Chandigarh, March 23
A pioneering project by the Indo-Tibetan Border Police Force (ITBP) to breed horses for meeting its operational, logistics and equestrian requirements is set to gallop with the first colt being born at its Basic Training Centre in Bhanu near Chandigarh this week.
An eight-year old thoroughbred mare, named Red Rum has given birth to a healthy male, which has been christened as Rumson.
“With this, ITBP has become the first Central Armed Police Force to have its own horse-breeding programme,” Inspector General Ishwar Singh Duhan, said.
“We will gradually be expanding the project to cater for the requirement of horses by other central forces as well as for state police forces,” he added.
The ITBP uses horses for patrolling along the Himalayan frontier as well as for ceremonial parades and equestrian events. It has over 600 equines, including ponies and mules that are employed for border logistics in high altitude and remote areas.
At present, ITBP is procuring equines from the Army and some other local stud farms. A thoroughbred, which is of Arabian and Central Asian lineage, costs about Rs 7-8 lakh each through government to government transaction.
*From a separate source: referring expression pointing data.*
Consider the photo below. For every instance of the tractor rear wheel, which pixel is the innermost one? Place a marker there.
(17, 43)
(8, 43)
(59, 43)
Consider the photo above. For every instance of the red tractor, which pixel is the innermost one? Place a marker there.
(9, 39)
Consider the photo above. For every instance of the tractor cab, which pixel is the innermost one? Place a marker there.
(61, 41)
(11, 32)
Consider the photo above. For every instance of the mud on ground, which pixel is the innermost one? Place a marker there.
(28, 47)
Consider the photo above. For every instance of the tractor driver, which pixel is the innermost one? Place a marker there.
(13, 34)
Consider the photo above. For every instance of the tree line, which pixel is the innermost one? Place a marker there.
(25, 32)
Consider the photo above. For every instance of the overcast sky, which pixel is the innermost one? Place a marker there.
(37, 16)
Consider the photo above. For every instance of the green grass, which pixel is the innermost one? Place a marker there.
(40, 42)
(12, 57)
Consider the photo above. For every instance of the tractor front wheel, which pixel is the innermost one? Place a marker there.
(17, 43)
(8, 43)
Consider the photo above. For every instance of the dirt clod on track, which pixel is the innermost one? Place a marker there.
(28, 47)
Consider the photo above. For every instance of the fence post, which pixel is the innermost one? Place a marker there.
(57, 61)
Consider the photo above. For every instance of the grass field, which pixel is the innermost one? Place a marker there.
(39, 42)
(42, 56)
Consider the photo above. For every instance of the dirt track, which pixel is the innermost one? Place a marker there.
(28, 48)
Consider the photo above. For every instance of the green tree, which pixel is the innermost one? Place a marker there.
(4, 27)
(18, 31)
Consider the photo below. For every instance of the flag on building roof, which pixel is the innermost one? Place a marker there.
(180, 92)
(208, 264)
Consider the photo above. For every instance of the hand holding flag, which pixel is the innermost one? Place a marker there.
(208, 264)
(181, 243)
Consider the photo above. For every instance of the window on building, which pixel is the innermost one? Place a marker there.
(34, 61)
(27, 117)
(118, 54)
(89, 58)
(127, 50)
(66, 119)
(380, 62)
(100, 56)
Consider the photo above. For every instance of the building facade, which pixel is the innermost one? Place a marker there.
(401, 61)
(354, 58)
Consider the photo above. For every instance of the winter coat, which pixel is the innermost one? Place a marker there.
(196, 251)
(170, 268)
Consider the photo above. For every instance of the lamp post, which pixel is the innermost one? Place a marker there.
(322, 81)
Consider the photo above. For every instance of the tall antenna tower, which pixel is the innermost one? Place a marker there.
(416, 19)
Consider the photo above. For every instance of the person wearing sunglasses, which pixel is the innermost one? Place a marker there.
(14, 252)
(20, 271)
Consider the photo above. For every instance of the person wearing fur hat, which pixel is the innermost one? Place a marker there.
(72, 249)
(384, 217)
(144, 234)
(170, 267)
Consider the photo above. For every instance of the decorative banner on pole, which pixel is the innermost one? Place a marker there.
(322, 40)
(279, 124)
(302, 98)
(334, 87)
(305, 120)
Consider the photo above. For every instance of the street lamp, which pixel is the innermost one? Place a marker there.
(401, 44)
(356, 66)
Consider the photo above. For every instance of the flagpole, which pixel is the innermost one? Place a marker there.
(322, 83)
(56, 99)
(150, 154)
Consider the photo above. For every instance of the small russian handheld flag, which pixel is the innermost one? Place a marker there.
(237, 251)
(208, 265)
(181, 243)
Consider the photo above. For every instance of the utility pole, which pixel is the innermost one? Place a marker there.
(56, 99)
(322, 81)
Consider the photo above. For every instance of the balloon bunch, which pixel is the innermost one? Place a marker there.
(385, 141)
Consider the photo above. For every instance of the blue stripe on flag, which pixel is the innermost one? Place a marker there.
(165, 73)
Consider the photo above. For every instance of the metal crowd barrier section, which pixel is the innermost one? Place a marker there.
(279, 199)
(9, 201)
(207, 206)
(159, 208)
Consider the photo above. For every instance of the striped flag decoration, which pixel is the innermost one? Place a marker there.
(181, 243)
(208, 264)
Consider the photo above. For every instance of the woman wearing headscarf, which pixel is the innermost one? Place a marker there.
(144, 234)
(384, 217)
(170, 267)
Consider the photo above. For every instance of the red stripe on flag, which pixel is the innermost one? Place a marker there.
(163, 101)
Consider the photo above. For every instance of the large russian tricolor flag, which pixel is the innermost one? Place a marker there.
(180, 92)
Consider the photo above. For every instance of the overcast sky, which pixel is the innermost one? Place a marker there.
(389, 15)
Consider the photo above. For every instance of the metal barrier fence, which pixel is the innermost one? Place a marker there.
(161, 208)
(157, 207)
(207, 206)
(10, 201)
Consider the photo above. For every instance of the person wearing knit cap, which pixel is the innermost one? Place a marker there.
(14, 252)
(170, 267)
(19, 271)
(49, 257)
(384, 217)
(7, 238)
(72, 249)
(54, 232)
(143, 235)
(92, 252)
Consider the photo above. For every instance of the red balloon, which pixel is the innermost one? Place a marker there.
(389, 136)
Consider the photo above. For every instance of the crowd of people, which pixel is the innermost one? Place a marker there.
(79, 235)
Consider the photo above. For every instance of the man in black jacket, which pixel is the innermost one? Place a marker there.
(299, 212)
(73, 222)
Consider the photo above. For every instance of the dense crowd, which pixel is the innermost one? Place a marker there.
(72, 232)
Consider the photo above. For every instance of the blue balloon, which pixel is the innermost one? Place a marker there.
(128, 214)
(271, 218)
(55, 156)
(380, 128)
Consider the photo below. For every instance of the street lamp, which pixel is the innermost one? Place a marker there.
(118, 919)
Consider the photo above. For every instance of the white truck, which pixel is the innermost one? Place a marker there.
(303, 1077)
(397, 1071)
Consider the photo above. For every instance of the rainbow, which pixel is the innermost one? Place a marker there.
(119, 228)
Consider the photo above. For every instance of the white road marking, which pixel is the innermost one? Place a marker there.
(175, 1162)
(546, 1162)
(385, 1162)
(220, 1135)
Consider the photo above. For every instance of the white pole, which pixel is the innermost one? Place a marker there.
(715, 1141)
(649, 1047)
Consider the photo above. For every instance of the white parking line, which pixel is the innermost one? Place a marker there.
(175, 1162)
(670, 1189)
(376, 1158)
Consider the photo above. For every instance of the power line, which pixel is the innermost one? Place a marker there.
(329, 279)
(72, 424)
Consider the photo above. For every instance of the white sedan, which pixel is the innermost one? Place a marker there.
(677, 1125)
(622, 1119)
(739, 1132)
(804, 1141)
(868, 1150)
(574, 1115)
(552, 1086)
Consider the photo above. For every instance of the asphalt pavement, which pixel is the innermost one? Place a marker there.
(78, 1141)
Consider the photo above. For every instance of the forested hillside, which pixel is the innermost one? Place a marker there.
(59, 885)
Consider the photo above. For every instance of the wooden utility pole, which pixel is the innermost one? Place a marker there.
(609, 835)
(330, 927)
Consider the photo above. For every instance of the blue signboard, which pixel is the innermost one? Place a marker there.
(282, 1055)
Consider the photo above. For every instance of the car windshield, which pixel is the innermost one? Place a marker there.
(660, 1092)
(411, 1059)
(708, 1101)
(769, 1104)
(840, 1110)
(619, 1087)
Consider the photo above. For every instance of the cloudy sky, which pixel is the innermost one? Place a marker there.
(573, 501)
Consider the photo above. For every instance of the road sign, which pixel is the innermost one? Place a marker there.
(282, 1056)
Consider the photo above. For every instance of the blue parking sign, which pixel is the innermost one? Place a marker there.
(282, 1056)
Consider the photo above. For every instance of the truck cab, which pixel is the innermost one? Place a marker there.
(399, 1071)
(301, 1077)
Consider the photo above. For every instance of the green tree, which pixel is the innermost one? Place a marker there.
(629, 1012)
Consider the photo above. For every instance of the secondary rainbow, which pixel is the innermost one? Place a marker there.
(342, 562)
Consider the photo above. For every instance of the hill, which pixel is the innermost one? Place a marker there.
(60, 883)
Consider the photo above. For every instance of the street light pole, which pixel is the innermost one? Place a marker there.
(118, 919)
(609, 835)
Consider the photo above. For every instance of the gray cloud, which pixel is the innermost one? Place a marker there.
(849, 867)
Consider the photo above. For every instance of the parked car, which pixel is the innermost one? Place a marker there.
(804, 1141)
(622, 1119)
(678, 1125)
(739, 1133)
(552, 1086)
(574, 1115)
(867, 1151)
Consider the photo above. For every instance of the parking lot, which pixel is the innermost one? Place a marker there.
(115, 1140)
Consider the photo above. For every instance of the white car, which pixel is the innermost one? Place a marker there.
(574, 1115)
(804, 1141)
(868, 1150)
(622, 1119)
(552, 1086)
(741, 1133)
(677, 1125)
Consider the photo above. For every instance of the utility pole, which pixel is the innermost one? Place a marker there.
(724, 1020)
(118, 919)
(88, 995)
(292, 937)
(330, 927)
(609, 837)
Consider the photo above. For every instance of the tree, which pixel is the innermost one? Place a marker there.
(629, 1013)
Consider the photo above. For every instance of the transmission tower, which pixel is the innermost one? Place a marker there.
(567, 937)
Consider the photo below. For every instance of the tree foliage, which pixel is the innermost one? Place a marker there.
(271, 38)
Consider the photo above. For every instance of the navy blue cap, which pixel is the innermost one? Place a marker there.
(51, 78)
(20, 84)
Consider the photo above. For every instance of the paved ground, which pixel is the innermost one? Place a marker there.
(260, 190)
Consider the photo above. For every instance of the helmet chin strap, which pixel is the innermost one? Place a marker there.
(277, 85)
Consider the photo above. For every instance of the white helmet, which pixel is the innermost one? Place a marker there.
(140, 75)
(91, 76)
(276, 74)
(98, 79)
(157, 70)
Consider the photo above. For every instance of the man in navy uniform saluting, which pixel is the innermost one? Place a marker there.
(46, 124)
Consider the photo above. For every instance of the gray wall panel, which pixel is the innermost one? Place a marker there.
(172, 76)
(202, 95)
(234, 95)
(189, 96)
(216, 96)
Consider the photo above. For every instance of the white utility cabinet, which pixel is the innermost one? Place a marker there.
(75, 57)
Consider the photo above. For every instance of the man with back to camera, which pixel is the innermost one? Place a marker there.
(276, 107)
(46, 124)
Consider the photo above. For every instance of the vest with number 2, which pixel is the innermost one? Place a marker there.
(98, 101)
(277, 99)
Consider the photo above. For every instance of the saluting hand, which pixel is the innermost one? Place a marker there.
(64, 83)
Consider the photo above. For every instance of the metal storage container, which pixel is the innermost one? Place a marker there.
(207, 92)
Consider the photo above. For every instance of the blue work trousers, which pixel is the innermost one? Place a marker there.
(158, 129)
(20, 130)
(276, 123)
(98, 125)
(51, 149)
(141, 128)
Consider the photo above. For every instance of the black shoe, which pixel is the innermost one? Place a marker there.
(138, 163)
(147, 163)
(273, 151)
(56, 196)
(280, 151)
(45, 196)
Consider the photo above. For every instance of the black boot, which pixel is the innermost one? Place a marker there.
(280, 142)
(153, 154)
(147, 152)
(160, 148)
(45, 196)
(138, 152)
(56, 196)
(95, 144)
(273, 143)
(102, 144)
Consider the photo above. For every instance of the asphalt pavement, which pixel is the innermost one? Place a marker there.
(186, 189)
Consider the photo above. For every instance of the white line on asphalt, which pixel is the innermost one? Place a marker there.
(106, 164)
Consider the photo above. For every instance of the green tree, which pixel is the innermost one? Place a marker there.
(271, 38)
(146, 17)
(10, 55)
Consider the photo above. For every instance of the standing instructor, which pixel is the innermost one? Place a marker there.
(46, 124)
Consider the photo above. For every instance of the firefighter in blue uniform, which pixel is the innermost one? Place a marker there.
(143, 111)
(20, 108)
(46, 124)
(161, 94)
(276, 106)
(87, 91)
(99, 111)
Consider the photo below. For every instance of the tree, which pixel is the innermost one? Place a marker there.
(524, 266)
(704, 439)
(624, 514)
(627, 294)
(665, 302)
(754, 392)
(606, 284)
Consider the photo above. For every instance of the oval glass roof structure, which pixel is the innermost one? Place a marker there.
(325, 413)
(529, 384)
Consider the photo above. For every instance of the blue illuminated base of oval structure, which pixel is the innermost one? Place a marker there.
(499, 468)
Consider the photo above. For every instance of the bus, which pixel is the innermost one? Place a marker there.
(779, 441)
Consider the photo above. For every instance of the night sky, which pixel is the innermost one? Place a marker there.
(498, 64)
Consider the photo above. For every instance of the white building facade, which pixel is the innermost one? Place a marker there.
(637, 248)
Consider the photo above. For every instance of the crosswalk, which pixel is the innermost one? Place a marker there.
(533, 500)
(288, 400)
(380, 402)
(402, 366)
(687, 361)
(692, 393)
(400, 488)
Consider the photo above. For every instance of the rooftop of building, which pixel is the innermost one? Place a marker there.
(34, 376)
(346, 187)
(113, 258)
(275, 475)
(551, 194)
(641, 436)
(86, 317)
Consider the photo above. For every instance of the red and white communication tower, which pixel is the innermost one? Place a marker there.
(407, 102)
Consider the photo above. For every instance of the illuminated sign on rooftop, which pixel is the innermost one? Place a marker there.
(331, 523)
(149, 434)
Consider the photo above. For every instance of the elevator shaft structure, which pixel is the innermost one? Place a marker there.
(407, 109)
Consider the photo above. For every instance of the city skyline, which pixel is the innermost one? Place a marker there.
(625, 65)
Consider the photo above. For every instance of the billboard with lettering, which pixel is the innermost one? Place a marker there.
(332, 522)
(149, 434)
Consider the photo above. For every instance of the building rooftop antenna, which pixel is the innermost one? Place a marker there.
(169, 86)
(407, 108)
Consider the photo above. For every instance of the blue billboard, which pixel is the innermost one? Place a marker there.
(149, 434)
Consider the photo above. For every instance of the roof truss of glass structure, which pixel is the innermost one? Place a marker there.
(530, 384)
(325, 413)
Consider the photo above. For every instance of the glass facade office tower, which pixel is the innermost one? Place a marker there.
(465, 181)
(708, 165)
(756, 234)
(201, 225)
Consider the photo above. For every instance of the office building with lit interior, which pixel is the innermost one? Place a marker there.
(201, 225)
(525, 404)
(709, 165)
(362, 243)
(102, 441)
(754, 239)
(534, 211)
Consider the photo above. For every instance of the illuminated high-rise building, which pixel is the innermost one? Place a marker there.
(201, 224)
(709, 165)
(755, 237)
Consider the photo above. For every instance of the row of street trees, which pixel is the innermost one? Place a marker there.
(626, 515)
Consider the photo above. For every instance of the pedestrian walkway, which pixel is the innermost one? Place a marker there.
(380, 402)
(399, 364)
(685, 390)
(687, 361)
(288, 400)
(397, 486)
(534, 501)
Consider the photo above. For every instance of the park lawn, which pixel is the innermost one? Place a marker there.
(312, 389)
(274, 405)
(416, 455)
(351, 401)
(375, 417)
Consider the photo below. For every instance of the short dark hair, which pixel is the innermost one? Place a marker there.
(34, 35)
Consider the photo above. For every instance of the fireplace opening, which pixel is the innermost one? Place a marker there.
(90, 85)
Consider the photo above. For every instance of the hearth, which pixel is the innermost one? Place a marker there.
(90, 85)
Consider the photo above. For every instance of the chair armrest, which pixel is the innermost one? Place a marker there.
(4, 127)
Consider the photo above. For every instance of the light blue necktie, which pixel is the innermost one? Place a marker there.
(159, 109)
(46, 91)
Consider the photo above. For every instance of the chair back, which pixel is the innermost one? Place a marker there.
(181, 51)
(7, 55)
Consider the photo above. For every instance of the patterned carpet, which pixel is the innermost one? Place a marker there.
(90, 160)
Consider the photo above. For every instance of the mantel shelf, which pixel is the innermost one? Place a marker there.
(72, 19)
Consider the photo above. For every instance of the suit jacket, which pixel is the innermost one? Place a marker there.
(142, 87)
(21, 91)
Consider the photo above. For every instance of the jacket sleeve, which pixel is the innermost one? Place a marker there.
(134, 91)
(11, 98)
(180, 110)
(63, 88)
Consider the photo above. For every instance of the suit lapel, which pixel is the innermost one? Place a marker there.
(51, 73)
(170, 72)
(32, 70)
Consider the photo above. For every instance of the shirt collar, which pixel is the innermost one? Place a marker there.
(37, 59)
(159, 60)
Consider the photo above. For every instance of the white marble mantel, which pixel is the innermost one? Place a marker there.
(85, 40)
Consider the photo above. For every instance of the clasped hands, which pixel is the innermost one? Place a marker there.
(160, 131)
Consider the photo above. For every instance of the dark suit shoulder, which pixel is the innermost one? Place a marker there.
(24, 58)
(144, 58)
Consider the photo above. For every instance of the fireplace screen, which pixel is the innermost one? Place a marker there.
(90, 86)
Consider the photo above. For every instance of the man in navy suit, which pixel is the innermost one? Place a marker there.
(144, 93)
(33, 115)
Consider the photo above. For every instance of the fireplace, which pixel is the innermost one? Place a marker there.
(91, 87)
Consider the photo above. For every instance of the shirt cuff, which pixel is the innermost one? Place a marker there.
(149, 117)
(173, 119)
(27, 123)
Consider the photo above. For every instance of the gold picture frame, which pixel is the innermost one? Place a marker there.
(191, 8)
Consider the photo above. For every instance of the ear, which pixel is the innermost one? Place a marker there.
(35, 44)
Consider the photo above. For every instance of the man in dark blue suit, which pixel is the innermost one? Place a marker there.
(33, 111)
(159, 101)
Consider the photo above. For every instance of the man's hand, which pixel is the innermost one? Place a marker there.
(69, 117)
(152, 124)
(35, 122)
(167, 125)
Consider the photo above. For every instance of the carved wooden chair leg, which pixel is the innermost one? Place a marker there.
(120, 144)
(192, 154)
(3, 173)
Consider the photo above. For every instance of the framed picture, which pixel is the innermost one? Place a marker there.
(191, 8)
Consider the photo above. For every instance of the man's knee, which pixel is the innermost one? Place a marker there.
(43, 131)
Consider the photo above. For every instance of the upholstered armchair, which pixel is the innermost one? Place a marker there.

“The project was approved by the Director General last year with the aim to reduce dependence on other agencies for horses, after which the requisite infrastructure and allied facilities were set up at Bhanu,” Dr Sudhakar Natarajan, Deputy Inspector General heading the force’s veterinary wing, said.
“The bloodline for breeding has been scientifically selected to get the best phenotype,” he added.
A team of ITBP vets, including Commandant KJ Singh and Deputy Commandants Raveshwar Rana, Rajender Joshi, Amit Chetri and PK Jena managed the birth of Rumson, and are also providing medicare to the other expecting mares. A project to breed dogs for police forces is also underway at Bhanu.
The ITBP is also looking at breeding warmblood horses, which are of European lineage and larger than thoroughbreds. A global tender is expected to be issued soon for procuring three mares and one stallion.
“Warmbloods are better suited for certain equestrian events like dressage and will be useful for participation in international competitions,” Dr Natarajan said. Different breeds are preferred for various equestrian events like show jumping, dressage, tent-pegging and racing.